Sending nudes, pictures of genitals or a naked body, has become increasingly popular with the rise of social media for teens across the country. Although here at Westside, many students said they feel as though nudes have become common practice among high schoolers.

Healthy living instructor Brody Schmaderer said Westside students have been caught sending nudes before. 

“In the past year, I think we had one or two cases that we caught, but we know research shows there’s much more than that happening,” Schmaderer said. “So, it happens on a regular basis for sure, more than what we catch students doing.”

While sending nudes is not an uncommon occurrence at Westside, a part of this is due to the fact that not every juvenile understands the consequences of sending nudes.

According to the United States Department of Justice’s website, “images of child pornography are not protected under First Amendment rights and are illegal contraband under federal law.” Child pornography is defined as “any visual depiction of sexually explict contact involving a minor” in Section 2256 of Title 18, in the United States Code. 
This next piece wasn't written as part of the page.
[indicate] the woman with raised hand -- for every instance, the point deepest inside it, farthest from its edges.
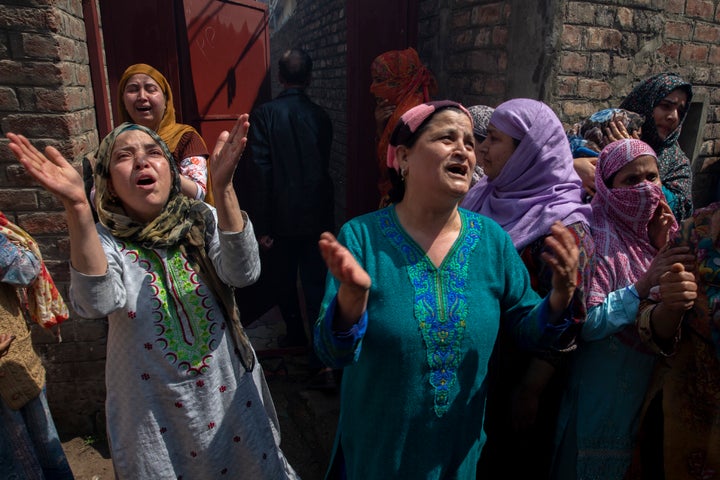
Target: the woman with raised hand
(413, 304)
(186, 396)
(631, 224)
There are severe consequences for possessing and distributing child pornography. A first-time offender convicted of producing child pornography faces a minimum of fifteen years in prison, whereas someone transporting child pornography faces a minimum of five years in prison. According to the Department of Justice’s website, an offender can be prosecuted under state and federal law.
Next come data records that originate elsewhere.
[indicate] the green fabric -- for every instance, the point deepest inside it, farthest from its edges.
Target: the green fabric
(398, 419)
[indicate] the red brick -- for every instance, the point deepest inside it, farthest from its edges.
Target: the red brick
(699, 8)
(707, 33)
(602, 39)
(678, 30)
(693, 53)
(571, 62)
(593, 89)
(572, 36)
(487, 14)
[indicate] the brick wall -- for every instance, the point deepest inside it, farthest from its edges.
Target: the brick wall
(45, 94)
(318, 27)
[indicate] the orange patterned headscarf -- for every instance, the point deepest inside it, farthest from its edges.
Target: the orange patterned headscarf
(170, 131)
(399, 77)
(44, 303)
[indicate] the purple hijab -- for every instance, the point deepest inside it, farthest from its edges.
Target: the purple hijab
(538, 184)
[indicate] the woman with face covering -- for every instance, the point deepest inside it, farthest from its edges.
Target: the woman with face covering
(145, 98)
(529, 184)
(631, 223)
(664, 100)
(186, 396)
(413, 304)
According to an article on The Nebraska Lawyer’s website, it is unlawful to create or distibute sexual content as a minor under the Child Pornography Prevention Act. In the same article, it says that  “minors who take and distribute pictures of themselves are not guilty of the creation and distribution of child pornography,” but if one is to distribute someone else’s photos, they can be charged with a Class III felony. 

Joy Suder, a juvenile attorney, has experience working with convicted minors. Suder said the consequences of a Class III felony are severe.

“A Class III felony can be up to four years in prison and then two years of post-release supervision, which means you’re basically on parole, or have a $25,000 fine or both,” Suder said. 

Suder said sending nudes is never a smart decision because it can become dangerous for the person who is either sending or receiving these photos. 

“It’s a horrible idea,” Suder said. “It’s just as dangerous and stupid as smoking crack. One, it’s illegal. Two, it’s not safe for the person whose picture is being sent … And, normally, none of those things are being done with good intentions.”

Westside students said they have varying opinions on whether or not teenagers should send nudes. Sophomore Nyamuon Puol thinks students should have more consideration for their bodies. 

“I mean, it’s just not good,” Puol said. ”You should respect your body and you shouldn’t be sending pictures of yourself to other people.”

According to senior Ethan Shea, many people do not think sending nudes is a big deal. 

“It was a bigger thing in middle school, probably because they thought it was cool,” Shea said. “Now nobody really cares.”

The social media platform Snapchat offers a quick way to send photos back and forth with another person.  Additionally, Snapchat photos should disappear after ten seconds. According to senior Ashleigh Madsen, the way that Snapchats disappear after they are opened makes students feel more confident that their pictures won’t be shared. 

“I think it makes it way easier to [send nudes] because people aren’t thinking as much,” Madsen said. “It’s so easy to just click and send things here and there. With social media, you can just send it [and] it’s gone … Theoretically, you won’t see it again, but you can take screenshots and people forget that…” 

Sophomore Courtney Montez shares a similar view as Madsen, she says that nudes can easily spread.

“I know a couple of friends that have done it and have had their photos all over the Internet,” Montez said. “She acted like she didn’t care, but I know on the inside she was really hurt and felt alone.”

Sophomore Tai-Chi Robinson thinks a majority of high schoolers send nudes. 

“Everybody sends nudes,” Robinson said. “It’s nasty. You’re literally sending free pictures of your body to people who could use them against you.”

Schmaderer said he believes people who send nudes should be conscious of the social impact their actions might have.

“I think that we forget that your body is yours,” Schamderer said. “It is special to you. We forget that sending it out kind of takes that away from them. It’s a valuable thing. It’s meant for you. That’s lost when it’s sent out via video or text message or whatever it may be.”